# Finding primes

This is the main blog page for the Polymath4 project "Finding primes".

The main aim of the project is to resolve the following conjecture:

(Strong) conjecture. There exists deterministic algorithm which, when given an integer k, is guaranteed to find a prime of at least k digits in length of time polynomial in k. You may assume as many standard conjectures in number theory (e.g. the generalised Riemann hypothesis) as necessary, but avoid powerful conjectures in complexity theory (e.g. P=BPP) if possible.

Since primality is known to be in P by the AKS algorithm, we may assume a primality oracle that decides whether any given number is prime in unit time. Weaker versions of the strong conjecture are proposed below.

Contributions and corrections to this wiki page (and its subpages) are very welcome.

1. proposal for the project (Inactive)
2. The current research thread (Active)
3. The current discussion thread (Active)

## Easier versions of the problem

Semi-weak conjecture: There exists a probabilistic algorithm which, when given an integer k, has probability at least 1/2 (say) of finding a prime of at least k digits in length in time polynomial in k, using o(k) random bits. (Note that it is known that one can do this with O(k) random bits; and if one can use just $O(\log k)$ random bits, one is done by exhausting over the random bits.)

One way to solve the semi-weak conjecture would be to find an "explorable" set of size $\exp(o(k))$ of integers, a significant fraction (at least $k^{-O(1)}$) of which are primes at least k digits in length. By explorable, we mean that one has a quick way to produce a reasonably uniformly distributed element of that set using o(k) random bits (e.g. the set might be an interval, arithmetic progression, or other explicitly parameterisable set, or one might have an explicit expander graph on this set).

Weak conjecture: There exists a deterministic algorithm, which, when given an integer k, is guaranteed to find a prime of at least $\omega(\log k)$ digits in length in time polynomial in k, where $\omega(\log k)$ grows faster than $\log k$ as $k \to \infty$. (Equivalently, find a deterministic algorithm which, when given k, is guaranteed to find a prime of at least k digits in time $\exp(o(k))$. Note that the semi-weak conjecture implies the weak conjecture).
Strong conjecture with factoring: Same as the original conjecture, but assume that one has a factoring oracle will return the factors of any number given to it (as a stream of bits) in unit time. (This oracle can be given "for free" if factoring is in P, but we can also assume the existence of this oracle even if factoring is not in P.)
Semi-weak conjecture with factoring: Same as the semi-weak conjecture, but with a factoring oracle.
Weak conjecture with factoring: Same as the weak conjecture, but with a factoring oracle. (Note that there are deterministic sieve algorithms, such as the quadratic sieve, which are believed to run in subexponential time $\exp(o(k))$, so this oracle is in some sense available "for free" for this problem assuming this belief.)

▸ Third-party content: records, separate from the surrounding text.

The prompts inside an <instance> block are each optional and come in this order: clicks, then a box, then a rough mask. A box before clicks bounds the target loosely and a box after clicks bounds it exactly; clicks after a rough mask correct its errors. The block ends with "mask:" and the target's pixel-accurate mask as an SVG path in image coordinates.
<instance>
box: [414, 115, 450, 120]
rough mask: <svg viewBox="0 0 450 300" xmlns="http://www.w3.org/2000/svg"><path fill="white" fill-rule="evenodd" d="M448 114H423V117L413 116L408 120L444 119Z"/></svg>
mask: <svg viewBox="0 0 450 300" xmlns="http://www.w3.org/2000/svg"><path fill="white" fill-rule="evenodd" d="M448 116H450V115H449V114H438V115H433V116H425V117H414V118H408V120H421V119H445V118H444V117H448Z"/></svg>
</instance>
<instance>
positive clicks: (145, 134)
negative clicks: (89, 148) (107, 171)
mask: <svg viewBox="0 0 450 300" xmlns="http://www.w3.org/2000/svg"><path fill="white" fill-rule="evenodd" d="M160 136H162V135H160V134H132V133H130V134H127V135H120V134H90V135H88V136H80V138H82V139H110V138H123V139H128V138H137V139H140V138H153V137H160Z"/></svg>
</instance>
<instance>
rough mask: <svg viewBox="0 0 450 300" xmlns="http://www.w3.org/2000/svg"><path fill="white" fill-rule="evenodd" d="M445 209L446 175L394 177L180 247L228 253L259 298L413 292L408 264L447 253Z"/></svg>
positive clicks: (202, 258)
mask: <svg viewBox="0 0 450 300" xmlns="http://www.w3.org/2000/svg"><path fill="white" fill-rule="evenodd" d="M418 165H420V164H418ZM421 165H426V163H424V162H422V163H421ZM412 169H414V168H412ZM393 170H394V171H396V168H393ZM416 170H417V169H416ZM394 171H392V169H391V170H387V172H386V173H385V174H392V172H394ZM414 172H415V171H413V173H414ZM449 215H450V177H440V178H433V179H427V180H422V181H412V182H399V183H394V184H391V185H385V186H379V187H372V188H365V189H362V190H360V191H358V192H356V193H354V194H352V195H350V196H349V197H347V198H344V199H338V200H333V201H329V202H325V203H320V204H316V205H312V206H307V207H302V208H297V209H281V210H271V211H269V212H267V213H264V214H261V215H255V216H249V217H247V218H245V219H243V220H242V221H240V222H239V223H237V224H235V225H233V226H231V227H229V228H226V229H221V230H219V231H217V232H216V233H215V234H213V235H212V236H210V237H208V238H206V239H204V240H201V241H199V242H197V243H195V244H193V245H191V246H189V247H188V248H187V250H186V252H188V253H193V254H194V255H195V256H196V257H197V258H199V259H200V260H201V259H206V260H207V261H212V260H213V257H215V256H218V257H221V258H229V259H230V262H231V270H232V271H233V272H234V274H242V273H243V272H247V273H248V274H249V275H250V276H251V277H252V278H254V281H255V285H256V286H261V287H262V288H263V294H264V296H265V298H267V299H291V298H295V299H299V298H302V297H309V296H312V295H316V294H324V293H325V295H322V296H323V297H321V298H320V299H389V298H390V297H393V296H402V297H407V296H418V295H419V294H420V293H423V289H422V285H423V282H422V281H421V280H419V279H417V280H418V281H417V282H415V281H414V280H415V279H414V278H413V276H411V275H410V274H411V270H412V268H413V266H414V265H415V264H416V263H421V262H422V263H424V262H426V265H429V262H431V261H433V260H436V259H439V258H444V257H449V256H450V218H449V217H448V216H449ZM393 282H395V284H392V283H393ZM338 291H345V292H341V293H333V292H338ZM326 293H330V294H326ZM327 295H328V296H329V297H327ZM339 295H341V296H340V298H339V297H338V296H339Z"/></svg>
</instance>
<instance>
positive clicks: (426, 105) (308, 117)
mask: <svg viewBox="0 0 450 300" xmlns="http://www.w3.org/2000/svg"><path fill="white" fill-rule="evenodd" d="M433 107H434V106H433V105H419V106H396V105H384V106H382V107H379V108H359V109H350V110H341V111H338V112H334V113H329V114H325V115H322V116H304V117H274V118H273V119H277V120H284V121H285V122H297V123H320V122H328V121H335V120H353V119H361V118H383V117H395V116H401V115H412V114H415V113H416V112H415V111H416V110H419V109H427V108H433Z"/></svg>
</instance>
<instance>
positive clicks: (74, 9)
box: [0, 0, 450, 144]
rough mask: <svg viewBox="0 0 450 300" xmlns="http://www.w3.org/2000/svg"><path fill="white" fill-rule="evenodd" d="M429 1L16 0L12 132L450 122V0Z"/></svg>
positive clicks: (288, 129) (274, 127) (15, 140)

The weak conjecture with factoring is the easiest of the six, and so perhaps one should focus on that one first.

It is also of interest to see whether the conjecture becomes easier to solve assuming that P=BPP or P=BQP.

## Partial results

1. P=NP implies a deterministic algorithm to find primes
2. An efficient algorithm exists if Cramer's conjecture holds
3. k-digit primes can be found with high probability using O(k) random bits
1. If [Pseudo-random generators (PRG)|pseudorandom number generators] exist, the conjecture holds, as one can derandomise the above algorithm by substituting the pseudorandom number generator for the random string of bits.
4. The function field analogue (i.e. finding degree k irreducible polynomials over a finite field) is known (see Adelman-Lenstra)
1. The analogue over the rationals is even easier: Eisenstein's criterion provides plenty of irreducible polynomials of degree k, e.g. $x^k-2$.
5. Assuming a suitably quantitative version of Schinzel's hypothesis H (namely, the Bateman-Horn conjecture), the weak conjecture is true, as one can simply search over all k-digit numbers of the form $n^d-2$ (say) for any fixed d to give an algorithm that works in time $O(10^{k/d})$. By randomly sampling such integers, one also establishes the semi-weak conjecture (assuming that one has the expected density for primes in hypothesis H).
6. It's easy to deterministically find large square-free numbers; just multiply lots of small primes together. However, it is not known how to test a number for square-freeness deterministically and quickly (unless one has a factoring oracle, in which case it is trivial).
1. However, it's not so obvious how to find large pairs $n,n+1$ of consecutive square-free numbers, though such pairs must exist by counting arguments (the density of square-free numbers is $6/\pi^2 \approx 60\%$). This could be a good variant problem.
1. It is conjectured that every element of Sylvester's sequence is square-free. If so, this solves the above problem.
7. If a fast algorithm to find primes exists, then an explicit fast algorithm to find primes exists: simply run all algorithms of size at most A simultaneously for time $k^A$, then increment A from 1 onward, until one gets a hit.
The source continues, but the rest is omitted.